Authors Gary Marcus and Annie Duke explain how unrelenting fake news perpetuates Trump delusion syndrome in a piece they co-authored for The Wall Street Journal, which lays out how the Left and its compliant media hold the truth hostage so effectively. It is a simple matter of exploiting behavior.

In a world of information overload and distraction wrought by technology and daily life as we know it “we tend to assume that whatever we hear is true.” Admittedly, this is an objectionable generalization but it is not aimed at readers of this blog. It is aimed at the growing sector of society identified by Rush Limbaugh as the “low information voter.”

The authors site numerous studies that have demonstrated how vulnerable human beings are to being snookered. A 2017 study by faculty at New York University examined around 500,000 social media messages.
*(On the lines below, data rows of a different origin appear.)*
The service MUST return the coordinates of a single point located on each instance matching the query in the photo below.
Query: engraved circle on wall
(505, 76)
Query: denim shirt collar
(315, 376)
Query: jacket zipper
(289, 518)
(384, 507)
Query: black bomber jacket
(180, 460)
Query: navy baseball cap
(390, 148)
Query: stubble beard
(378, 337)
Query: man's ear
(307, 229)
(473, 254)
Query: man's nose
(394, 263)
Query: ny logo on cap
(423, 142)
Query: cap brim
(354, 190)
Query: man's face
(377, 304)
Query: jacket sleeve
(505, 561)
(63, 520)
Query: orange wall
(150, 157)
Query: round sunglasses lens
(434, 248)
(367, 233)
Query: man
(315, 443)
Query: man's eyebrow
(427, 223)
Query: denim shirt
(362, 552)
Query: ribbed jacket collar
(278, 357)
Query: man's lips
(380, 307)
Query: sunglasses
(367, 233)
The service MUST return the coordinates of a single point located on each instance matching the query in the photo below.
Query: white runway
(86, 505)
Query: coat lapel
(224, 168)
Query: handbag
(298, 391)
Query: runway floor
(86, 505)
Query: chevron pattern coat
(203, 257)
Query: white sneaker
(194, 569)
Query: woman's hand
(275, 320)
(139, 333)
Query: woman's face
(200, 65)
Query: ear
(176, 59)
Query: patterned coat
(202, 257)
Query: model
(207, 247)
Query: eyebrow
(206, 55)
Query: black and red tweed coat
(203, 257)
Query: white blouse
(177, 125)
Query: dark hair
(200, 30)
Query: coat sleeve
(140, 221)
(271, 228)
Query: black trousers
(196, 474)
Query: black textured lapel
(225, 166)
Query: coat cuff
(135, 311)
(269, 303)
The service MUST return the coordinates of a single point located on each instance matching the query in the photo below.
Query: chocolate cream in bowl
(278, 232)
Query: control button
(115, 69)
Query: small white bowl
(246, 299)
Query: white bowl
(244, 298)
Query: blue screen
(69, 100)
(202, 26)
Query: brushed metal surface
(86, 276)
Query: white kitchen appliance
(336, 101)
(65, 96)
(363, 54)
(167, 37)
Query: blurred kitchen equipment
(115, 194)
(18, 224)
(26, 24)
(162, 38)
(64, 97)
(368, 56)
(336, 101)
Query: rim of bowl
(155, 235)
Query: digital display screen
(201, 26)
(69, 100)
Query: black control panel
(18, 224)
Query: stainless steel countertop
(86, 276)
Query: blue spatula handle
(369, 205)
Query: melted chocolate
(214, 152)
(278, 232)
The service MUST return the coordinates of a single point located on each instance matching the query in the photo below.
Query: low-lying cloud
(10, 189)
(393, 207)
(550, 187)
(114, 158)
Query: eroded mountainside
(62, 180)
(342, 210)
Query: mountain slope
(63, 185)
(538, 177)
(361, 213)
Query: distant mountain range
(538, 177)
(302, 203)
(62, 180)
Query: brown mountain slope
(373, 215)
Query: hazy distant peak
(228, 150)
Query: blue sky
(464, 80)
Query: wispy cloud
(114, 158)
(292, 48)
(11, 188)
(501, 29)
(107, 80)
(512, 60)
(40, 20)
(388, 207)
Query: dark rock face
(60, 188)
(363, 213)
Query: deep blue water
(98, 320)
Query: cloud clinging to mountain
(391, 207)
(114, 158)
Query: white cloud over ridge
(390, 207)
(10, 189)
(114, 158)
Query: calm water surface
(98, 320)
Subtle words such as “hate”, “destroy” or “blame” accelerate the spread of these messages by 20% per emotional word.

“Fake news tends to avoid nuance or neutral language and frequently adds layers of emotion and moralizing — all of which makes false items spread much faster than the real thing,” Marcus and Duke wrote. They conclude a war can be waged on fake news by teaching “information literacy” across all age groups.

In WSJ August 31 – September 1 editions, the newspaper profiles prolific novelist Salmon Rushdie. His 14th just-published novel is a contemporary version of a 17th-century classic, “Don Quixote”. His motivation for writing it partially draws on the fake news and reality TV phenomena from which almost no one readily escapes.

“We live in a moment in which truth is stranger than fiction,” Rushdie says, “and so the fiction has to decide how strange it needs to be in order to get close to the truth.”

This week’s fictional thread, which inevitably will work its way back to the Trump White House, is that Hurricane Dorian is another in a series of monster storms delivering “unprecedented” fury.

“The truth is that the storms that are hitting the Caribbean with this intense magnitude are historic, unprecedented, and these storms are manmade storms,” contends Emory University Prof. Tiphanie Yanique in a televised interview with the independent news hour Democracy Now.

The guest and her interviewer, both clearly in lockstep with the climate change narrative, failed to address a well documented chronology of Category 5 hurricanes. The first Cat 5 hurricane in the Atlantic Basin was recorded in 1924, according to the National Oceanic and Atmospheric Administration (NOAA), followed by 34 more through this year. Only four have hit the United States as a Cat 5 across 95 years.

Now, test your information literacy as you read this concluding sentence: The most intense Cat 5 hurricane to make U.S. landfall hit the Florida Keys on Labor Day 1935. President Roosevelt was blamed, along with climate change.